Leading up to the Eagles match-up with the New York Giants on Saturday, Sports Talk Philly and Eagledelphia will compare the personnel of the two teams each day until gameday is here.
In this edition of our week-long comparison, we will look at the receivers and tight ends that the Eagles and Giants will field on Saturday.
Philadelphia WRs & TEs | Devonta Smith, AJ Brown, Quez Watkins, Zach Pascal, Britain Covey, Dallas Goedert, Jack Stoll, Grant Calcaterra
The Eagles have new record holders here – two of them. While AJ Brown set a record with 1496 yards on the season (88 receptions and 11 touchdowns), DeVonta Smith set a receptions record with 95 on the season (1196 yards and seven touchdowns).
Beyond that, the Eagles receiving corps has not been stellar with Quez Watkins, a player arguably responsible for four interceptions and a lost fumble over the last several weeks, posted just 33 receptions and 354 yards with three touchdowns on the year. In far fewer snaps, Zach Pascal added 15 receptions for 150 yards and a touchdown as the fourth option.
At tight end, Dallas Goedert is the unquestioned star. In just 12 games, he posted 702 yards and three touchdowns on 55 receptions, putting him on pace for 994.5 yards had he not missed five games as a result of an uncalled facemask penalty by Washington. The Birds second tight end, Jack Stoll, does not have eye-popping stats (11 receptions, 123 yards) but is one of the leagues best blockers at the position, helping more in the running and screen game than he does in the passing game.
Britain Covey serves mainly on punt returns while Grant Calacatera is typically only found if there is an injury at tight end.
Giants WRs & TEs | Darius Slayton, Isaiah Hodgins, Kenny Golladay, Richie James, Marcus Johnson, Kalil Pimpleton, Daniel Bellinger, Lawrence Cager, Nick Vannett
The Giants don’t really have a clear-cut “Number One” guy, but that decision would really come down to Slayton or Richie James. While Slayton has the clear lead in yards (724), it’s James who has been the most frequently used outlet with 57 receptions compared to Slayton’s 46. The pair have recorded six touchdowns on the season.
Isaiah Hodgins was a waiver claim for the Giants who posted 392 yards and four touchdowns on the season, usurping the third receiver spot on the team. He came up big in the wild card round, posting 105 yards and a touchdown against the Vikings last week. He could be an X-Factor for the Giants Saturday.

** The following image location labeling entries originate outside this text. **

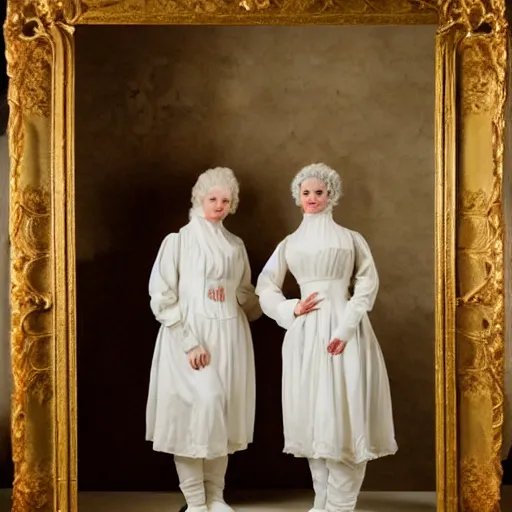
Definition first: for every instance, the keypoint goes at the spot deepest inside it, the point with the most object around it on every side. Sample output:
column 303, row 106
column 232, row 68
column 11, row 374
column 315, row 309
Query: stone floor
column 298, row 501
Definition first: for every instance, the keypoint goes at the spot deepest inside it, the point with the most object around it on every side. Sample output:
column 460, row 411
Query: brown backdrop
column 155, row 107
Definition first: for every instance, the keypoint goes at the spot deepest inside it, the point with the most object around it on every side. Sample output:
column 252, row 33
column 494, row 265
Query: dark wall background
column 155, row 107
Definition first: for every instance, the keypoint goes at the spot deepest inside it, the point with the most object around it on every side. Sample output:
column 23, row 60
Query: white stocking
column 191, row 477
column 319, row 475
column 344, row 485
column 214, row 475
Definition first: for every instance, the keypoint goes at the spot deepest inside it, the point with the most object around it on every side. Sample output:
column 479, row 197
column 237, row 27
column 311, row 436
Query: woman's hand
column 198, row 358
column 307, row 305
column 336, row 347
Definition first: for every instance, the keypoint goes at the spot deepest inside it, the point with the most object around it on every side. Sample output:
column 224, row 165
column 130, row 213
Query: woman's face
column 314, row 196
column 216, row 204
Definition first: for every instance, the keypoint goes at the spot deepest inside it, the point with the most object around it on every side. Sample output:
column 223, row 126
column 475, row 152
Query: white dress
column 334, row 407
column 205, row 413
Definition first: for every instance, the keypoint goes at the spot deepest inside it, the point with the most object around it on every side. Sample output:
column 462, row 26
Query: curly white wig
column 321, row 172
column 222, row 177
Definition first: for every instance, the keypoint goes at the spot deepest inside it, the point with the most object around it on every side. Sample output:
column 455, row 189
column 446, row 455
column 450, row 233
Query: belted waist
column 330, row 289
column 219, row 298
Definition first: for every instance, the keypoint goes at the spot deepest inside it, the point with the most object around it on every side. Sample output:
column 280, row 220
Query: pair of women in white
column 335, row 390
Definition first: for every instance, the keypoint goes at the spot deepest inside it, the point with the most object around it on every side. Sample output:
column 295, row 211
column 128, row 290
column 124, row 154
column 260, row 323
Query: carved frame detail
column 471, row 77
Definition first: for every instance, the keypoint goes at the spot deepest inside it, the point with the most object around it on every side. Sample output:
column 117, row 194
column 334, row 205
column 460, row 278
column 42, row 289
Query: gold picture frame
column 471, row 88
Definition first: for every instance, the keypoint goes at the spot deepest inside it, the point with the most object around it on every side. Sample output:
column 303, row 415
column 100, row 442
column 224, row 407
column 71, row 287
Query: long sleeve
column 365, row 290
column 163, row 288
column 245, row 295
column 269, row 289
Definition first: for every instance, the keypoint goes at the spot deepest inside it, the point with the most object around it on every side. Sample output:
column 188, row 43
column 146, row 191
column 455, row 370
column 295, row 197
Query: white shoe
column 219, row 506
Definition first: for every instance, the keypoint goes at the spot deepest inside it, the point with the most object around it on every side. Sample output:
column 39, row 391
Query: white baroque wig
column 321, row 172
column 219, row 177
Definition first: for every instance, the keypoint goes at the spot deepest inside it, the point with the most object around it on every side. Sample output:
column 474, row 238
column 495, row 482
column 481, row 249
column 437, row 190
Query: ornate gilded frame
column 471, row 75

Kenny Golladay is probably the most recognizable name on this list to most NFL fans, but these days he’s known as being a massive waste of cap space. He has a cap hit over $21 million this year and that only goes up next year. His on-field performance has been negligible – six receptions for 81 yards and a touchdown. The touchdown and 25 of those yards came on one play against Darius Slay in Week 18.
Marcus Johnson, a player whose name may be familiar to Eagles fans as he was with the team during their 2017 run and became a part of the trade package for Michael Bennett. He operates as a deep reserve for the Giants, making catches in just five games and primarily playing special teams.
Pimpleton has yet to appear in a game.
At tight end, the Giants do not have a major threat in the passing game, but they do regularly rotate their tight ends. Veteran Nick Vannett is the clear third option and would figure to see the fewest amount of snaps. Daniel Bellinger, with 268 yards and two touchdowns, is the team’s biggest receiving threat from the position but Cager (118 yards, one touchdown) is not too far behind. Expect to see both of them on Saturday.
There really isn’t much of a comparison here. Even Giants fans themselves would much rather have the 1000-yard pair of Smith and Brown, let alone a tight end that’s paced for that mark. The Giants may have more depth thrown into games with recent experience, but that is a result of the team not having the receivers they can count on to get open regularly. Unlike the previous two comparisons, this is a slam dunk in favor of the Eagles.